El nacimiento de los niños ‑deformes, afuncionales, caóticos: no ordenados- supone la ruptura de ese orden natural que articulan en el seno de su sociedad; el caos se encuentra infiltrado de forma sistémica en la sociedad. En éste momento, en el momento que los reconocen como sus hijos y no son capaces de matarlos ‑aunque, por otra parte, sí de encerrarlos‑, simplemente sostienen la misma política que llevaban hasta el momento: dejar fuera de la sociedad todo aquello que no sea un agente normalizado y normalizador de la sociedad. Al diferente no se le mata, no siempre, sino que se le acorrala, se le encierra y se le oculta de la mirada de los demás. De éste modo los habitantes de esta pseudo-idílica heterotopía articulan una serie de no-espacios dentro de su no-espacio, crean zonas de exclusión dentro de su habitat de exclusión, donde relegar todo aquello que no les es beneficioso, constructivo o siquiera agradable dentro de sus cánones de perfecta estructuración social; el monstruo no es monstruo por ser deforme, el monstruo lo es por diferente, por no ser funcional como el sistema desea.

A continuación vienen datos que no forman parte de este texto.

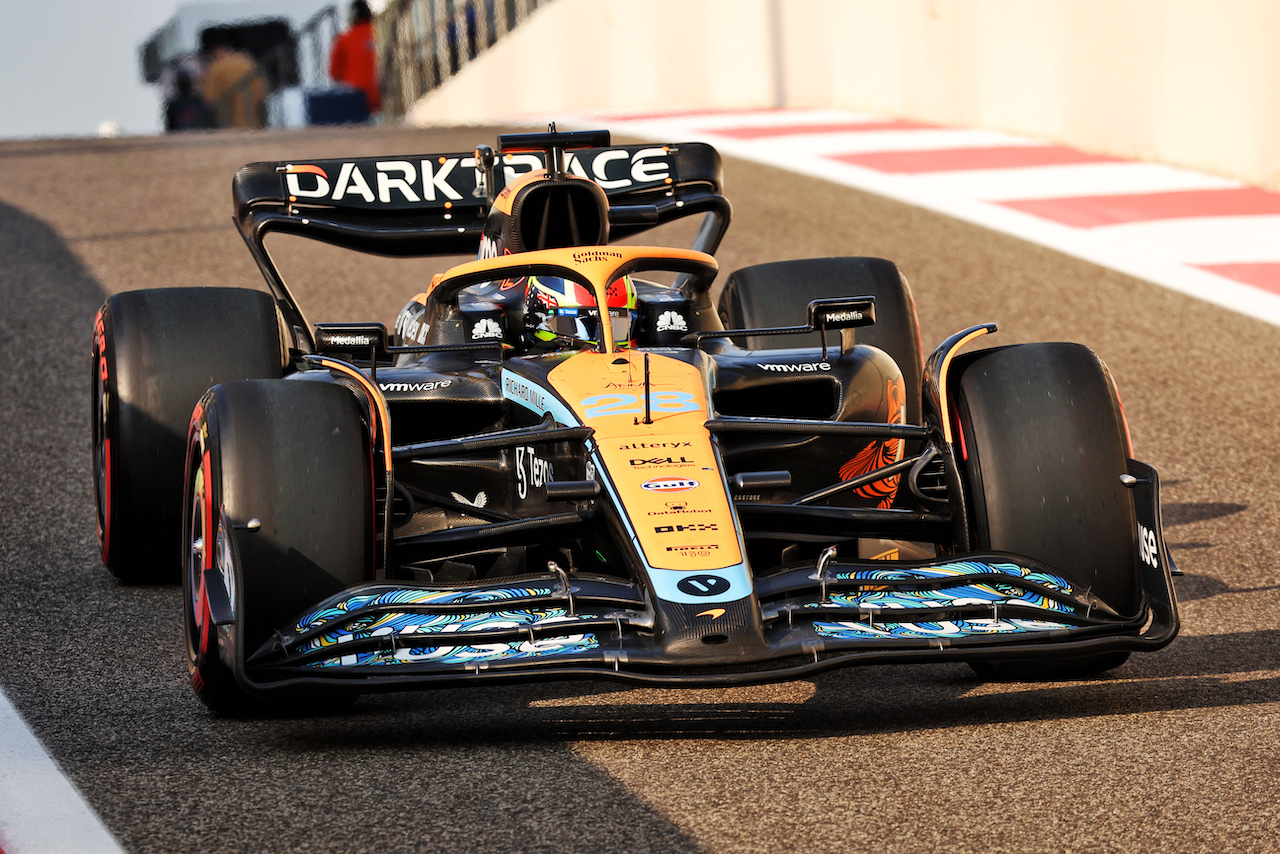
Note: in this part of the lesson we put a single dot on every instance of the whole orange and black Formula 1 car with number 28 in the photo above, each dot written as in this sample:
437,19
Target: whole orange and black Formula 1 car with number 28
569,462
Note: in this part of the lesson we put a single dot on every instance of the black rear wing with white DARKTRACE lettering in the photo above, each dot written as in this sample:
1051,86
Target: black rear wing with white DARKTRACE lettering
437,204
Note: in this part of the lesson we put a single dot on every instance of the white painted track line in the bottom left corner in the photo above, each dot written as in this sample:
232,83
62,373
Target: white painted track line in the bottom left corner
42,812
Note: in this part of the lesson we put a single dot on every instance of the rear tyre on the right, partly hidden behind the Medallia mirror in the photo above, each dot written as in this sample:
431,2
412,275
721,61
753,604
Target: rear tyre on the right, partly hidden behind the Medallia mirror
779,295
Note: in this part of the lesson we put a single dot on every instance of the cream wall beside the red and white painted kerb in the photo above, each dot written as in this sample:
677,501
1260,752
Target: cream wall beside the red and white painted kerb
1187,83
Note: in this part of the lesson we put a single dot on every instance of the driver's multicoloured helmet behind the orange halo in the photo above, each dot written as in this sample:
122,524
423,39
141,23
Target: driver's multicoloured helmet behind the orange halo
561,312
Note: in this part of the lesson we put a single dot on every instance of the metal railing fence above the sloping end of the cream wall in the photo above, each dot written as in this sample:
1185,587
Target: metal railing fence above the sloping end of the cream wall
426,43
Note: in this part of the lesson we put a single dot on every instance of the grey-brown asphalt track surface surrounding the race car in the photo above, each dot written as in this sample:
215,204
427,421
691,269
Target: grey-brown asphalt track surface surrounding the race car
1177,751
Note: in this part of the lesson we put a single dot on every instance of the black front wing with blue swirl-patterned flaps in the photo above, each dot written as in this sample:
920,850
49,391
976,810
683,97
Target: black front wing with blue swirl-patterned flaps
973,608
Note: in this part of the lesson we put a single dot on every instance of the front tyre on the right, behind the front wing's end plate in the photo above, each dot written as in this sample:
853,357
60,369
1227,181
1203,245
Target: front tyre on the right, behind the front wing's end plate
1044,445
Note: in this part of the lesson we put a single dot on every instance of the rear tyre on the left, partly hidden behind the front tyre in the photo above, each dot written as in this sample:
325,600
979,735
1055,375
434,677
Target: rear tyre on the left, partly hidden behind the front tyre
156,353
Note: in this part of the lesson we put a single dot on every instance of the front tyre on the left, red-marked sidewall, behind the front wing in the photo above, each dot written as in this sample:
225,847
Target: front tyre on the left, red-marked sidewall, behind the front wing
278,517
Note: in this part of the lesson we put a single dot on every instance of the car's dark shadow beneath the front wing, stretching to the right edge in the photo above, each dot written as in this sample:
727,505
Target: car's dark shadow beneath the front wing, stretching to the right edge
1199,673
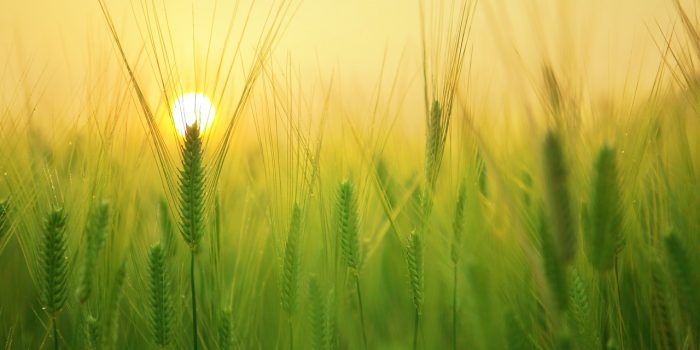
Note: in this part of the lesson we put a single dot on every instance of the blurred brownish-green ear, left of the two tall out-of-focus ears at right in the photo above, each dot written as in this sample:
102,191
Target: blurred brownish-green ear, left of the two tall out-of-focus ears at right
558,198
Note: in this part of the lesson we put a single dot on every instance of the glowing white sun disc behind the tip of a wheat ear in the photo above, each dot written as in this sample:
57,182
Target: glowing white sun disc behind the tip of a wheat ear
190,108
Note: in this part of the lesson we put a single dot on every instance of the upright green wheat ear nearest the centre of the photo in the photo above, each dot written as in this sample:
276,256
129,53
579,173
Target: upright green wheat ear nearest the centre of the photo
348,225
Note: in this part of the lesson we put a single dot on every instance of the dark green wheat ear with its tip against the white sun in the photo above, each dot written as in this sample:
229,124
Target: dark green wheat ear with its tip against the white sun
192,181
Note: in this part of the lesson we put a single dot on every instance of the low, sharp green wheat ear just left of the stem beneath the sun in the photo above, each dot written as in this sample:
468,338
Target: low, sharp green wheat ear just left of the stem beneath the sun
161,308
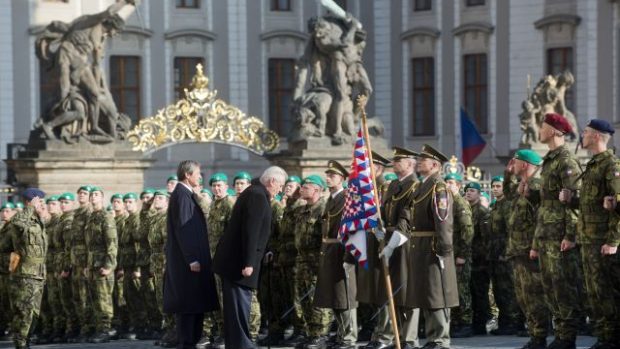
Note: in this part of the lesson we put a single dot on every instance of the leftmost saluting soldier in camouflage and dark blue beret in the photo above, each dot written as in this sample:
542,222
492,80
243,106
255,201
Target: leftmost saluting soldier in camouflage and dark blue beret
26,242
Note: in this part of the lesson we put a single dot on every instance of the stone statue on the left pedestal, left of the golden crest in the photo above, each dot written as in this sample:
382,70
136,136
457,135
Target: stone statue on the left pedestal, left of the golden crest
85,107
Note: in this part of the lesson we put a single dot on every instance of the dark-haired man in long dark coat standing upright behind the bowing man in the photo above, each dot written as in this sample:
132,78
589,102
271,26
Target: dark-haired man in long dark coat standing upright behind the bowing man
189,285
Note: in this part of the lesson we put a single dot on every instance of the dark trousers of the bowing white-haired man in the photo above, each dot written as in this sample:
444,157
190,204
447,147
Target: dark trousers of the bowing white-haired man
237,300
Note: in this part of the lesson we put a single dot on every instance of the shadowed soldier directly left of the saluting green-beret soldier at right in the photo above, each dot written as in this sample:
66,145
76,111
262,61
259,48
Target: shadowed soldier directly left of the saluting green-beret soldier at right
500,268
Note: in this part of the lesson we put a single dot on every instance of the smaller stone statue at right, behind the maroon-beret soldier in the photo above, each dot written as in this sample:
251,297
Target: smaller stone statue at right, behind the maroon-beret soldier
548,96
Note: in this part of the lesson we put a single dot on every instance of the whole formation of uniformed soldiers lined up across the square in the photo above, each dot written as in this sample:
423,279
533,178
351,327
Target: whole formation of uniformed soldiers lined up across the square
76,269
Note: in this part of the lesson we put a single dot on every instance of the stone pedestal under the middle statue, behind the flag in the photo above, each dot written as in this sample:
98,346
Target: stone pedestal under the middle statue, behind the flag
311,156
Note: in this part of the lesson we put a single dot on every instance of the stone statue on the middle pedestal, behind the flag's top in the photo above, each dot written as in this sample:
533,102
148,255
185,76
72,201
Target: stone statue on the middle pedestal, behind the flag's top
332,67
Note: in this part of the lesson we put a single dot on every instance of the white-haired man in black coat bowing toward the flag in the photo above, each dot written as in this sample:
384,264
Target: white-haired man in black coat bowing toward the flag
240,251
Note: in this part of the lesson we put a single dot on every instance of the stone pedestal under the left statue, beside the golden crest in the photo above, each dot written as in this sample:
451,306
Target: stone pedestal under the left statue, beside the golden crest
57,167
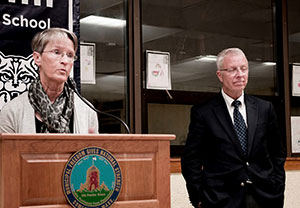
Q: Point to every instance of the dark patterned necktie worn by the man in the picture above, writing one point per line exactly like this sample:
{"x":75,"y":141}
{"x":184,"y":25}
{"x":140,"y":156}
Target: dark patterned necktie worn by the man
{"x":239,"y":125}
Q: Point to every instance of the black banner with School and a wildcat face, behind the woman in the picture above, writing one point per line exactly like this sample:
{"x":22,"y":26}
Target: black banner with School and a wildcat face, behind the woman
{"x":19,"y":21}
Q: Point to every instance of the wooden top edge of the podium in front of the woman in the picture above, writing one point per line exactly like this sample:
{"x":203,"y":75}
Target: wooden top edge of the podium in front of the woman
{"x":14,"y":136}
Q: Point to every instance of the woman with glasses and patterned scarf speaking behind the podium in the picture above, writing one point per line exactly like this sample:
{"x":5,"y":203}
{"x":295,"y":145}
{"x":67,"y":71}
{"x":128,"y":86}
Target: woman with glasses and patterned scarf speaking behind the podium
{"x":50,"y":105}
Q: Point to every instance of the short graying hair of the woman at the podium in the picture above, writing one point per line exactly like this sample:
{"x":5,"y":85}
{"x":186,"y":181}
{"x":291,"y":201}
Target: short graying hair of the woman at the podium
{"x":41,"y":39}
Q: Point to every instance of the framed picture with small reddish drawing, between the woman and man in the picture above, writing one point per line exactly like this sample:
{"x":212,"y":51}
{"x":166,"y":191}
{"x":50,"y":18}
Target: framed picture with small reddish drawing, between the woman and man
{"x":158,"y":75}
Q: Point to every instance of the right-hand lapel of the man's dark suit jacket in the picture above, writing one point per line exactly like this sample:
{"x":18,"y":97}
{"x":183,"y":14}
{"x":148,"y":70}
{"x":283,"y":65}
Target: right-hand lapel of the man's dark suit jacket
{"x":252,"y":112}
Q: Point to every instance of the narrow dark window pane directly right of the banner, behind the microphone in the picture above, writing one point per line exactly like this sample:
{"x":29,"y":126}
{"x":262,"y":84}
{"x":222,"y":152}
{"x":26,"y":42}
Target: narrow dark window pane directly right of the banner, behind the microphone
{"x":104,"y":24}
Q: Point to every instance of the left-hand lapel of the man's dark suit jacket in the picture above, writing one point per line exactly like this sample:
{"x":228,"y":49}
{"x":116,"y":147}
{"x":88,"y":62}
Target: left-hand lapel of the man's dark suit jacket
{"x":224,"y":118}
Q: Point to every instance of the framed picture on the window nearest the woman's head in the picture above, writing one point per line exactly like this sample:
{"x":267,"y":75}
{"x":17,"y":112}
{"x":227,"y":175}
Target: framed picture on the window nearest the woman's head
{"x":88,"y":63}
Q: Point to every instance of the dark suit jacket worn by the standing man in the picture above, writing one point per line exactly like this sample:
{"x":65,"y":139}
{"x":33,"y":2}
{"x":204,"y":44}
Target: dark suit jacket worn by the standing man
{"x":214,"y":166}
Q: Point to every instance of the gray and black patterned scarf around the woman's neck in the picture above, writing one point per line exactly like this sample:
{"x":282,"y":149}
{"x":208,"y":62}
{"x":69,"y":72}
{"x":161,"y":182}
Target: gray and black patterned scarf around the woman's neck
{"x":55,"y":116}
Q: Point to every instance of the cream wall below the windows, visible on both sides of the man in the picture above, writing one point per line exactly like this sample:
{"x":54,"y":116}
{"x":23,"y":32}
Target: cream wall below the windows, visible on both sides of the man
{"x":179,"y":197}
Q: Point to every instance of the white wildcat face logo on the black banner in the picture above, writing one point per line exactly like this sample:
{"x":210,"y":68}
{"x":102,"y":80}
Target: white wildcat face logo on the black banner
{"x":16,"y":73}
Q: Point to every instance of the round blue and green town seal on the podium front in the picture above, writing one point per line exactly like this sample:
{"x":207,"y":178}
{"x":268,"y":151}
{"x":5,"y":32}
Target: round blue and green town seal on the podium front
{"x":92,"y":178}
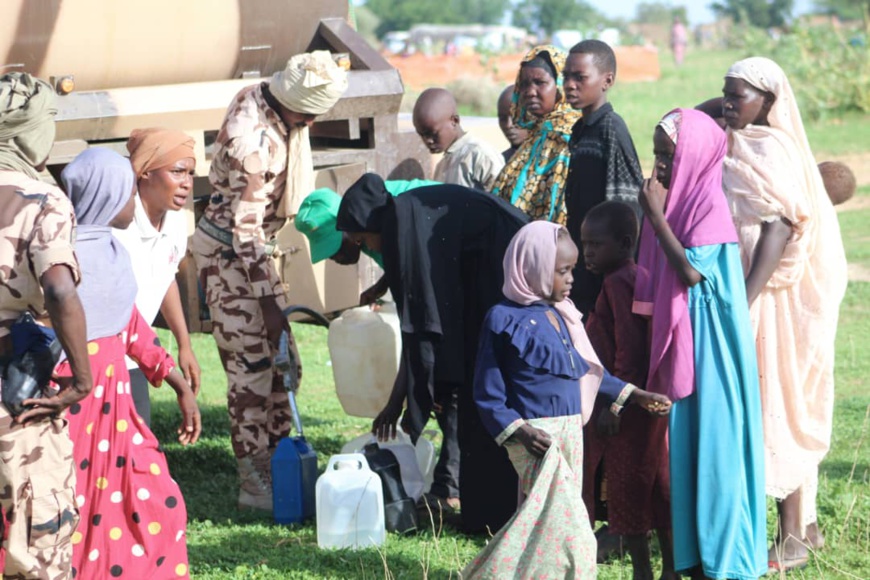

Nada más se puede hacer cuando se es repudiado de la sociedad que huir de ella buscando aquel lugar donde podamos ser libres. Es por ello que, finalmente, Freaks of the Heartland es la huida imposible de un no lugar, del corazón de la tierra, hacia un lugar donde ser diferente no sea motivo de exclusión, de obliteración de cualquier noción de realidad; lugar que por definición no existe. Precisamente por miedo al caos, a la naturaleza desatada que nos destruirá, nos articulamos en sociedades restrictivas que nos oprimen y conforman según los deseos de una mayoría que aplastan de forma sistemática los deseos y, lo que es peor, las conformaciones existenciales de las minorías que se muestran afuncionales. Pero donde está la trampa está el hogar y, por ello, en tanto la huida es imposible, pues siempre caeremos constantemente en nuevas heterotopías, al menos sí podemos buscar la que más nos conviene o crear la nuestra propia donde nuestras diferencias sean fruto soberano. El cosmos es el caos donde sus habitantes deben regir su propio orden constitutivo.